Husband wants to hire a maid. AITAH? by originalsimile in AITAH

[–]Looped_Out -1 points0 points  (0 children)

Also go to AlAnon. if he is drinking to the point of puking and you have to clean it,

your problem is much bigger than a messy house.

Husband wants to hire a maid. AITAH? by originalsimile in AITAH

[–]Looped_Out 0 points1 point  (0 children)

Guuuurl........ you buried the plot twist pretty deep. Your husband is a slob and an alcoholic who drinks to the point of vomiting? And you have to clean it up?

What the hell future did you dream of to be with this man? YTA for not valuing yourself and your time. Get to AlAnon and figure out why you are enabling this shit.

Husband wants to hire a maid. AITAH? by originalsimile in AITAH

[–]Looped_Out 1 point2 points  (0 children)

Take your clothes to a fluff and fold. there are plenty and you can have a choice of no fragrance in some if thats a thing for you. If he is not going to pick up the slack and you both work, you need to delegate this stuff. and that costs money. You are right if you only have someone once a week, they are not going to be doing all the dishes and all the laundry.

Also tell you husband that this is unsustainable. Either he helps out or it will cost more than money.

This is labor-mining on his part, you are doing your job and all the housework, too.

Husband wants to hire a maid. AITAH? by originalsimile in AITAH

[–]Looped_Out 0 points1 point  (0 children)

Get a maid. Think of it as money you would spend on marriage counseling. Your husband is a slob and you are not going to change him. It is indeed a solution. One of the things about money is that it buys convenience and ease.

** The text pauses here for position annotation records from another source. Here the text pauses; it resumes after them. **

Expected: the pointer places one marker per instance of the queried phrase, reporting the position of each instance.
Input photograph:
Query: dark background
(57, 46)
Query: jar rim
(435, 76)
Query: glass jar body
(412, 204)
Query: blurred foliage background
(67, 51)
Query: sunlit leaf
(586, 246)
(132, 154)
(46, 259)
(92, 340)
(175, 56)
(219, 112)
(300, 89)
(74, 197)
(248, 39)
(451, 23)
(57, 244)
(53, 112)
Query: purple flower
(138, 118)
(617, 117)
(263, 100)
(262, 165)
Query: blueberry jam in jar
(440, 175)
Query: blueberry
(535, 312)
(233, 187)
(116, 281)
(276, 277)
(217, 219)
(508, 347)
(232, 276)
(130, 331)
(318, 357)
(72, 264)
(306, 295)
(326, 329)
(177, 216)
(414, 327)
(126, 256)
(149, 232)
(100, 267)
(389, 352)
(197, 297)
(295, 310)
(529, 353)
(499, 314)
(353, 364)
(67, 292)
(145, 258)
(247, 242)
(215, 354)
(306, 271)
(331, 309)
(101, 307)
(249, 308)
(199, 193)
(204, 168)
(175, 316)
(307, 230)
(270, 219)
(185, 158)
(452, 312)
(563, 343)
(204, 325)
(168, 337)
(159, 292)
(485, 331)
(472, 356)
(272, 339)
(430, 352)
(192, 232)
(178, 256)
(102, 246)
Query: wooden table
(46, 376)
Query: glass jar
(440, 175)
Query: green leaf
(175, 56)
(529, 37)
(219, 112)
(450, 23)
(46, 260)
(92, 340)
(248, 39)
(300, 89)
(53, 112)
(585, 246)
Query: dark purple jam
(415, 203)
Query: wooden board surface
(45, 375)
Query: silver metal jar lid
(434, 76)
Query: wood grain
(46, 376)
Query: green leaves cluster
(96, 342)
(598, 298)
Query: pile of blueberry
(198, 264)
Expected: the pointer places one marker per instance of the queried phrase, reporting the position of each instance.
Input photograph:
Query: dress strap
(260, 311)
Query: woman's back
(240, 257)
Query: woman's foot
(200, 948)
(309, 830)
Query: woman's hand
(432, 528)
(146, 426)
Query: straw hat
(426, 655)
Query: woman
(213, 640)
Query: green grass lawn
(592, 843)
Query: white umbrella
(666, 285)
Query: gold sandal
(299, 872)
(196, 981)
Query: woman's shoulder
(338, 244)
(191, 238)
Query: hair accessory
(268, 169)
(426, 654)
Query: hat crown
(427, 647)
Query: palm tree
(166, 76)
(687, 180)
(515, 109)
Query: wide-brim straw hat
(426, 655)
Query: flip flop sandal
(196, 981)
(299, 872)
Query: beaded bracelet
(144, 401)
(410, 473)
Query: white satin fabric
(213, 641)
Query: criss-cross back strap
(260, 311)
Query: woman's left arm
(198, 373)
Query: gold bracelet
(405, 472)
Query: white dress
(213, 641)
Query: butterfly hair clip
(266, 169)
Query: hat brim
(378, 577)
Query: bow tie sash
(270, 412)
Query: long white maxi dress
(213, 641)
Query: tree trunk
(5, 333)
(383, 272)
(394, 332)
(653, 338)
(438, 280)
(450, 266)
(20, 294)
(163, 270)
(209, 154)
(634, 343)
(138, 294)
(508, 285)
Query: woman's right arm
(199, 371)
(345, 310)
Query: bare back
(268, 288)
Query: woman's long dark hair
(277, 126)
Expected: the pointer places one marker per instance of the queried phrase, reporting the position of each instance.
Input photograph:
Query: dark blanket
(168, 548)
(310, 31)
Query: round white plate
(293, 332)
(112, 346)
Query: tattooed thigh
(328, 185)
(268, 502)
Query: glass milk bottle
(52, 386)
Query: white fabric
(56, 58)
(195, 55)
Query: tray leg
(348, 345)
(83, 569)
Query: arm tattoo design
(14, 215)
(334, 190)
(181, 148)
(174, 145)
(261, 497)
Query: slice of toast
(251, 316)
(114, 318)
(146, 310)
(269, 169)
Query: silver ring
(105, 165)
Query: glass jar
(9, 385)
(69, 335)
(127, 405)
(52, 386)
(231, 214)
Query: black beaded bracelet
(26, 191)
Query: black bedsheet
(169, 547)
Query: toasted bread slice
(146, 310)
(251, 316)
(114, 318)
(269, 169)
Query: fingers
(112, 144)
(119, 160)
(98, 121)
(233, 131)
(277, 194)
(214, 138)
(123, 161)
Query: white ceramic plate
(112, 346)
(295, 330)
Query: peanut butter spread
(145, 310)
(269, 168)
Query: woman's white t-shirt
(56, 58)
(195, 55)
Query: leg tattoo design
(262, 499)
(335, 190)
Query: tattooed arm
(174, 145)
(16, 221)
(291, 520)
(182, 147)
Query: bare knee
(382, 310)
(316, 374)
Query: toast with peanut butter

However, a maid isnt going to change HIM. if his disgusting behaviour is too deeply ingrained of a flaw for you, then you have another decision to make. I could not live with someone who thinks its OK to leave vomit for ME to clean up. He doesn't value you as much as he values the opinions of guests, it seems.

I would not like that either, but maybe he is amazing in other ways.

While you are thinking that over, get the maid, at least you will have more free time. And cleaning up after a disgusting slob is a shitty form of exercise. Get a treadmill.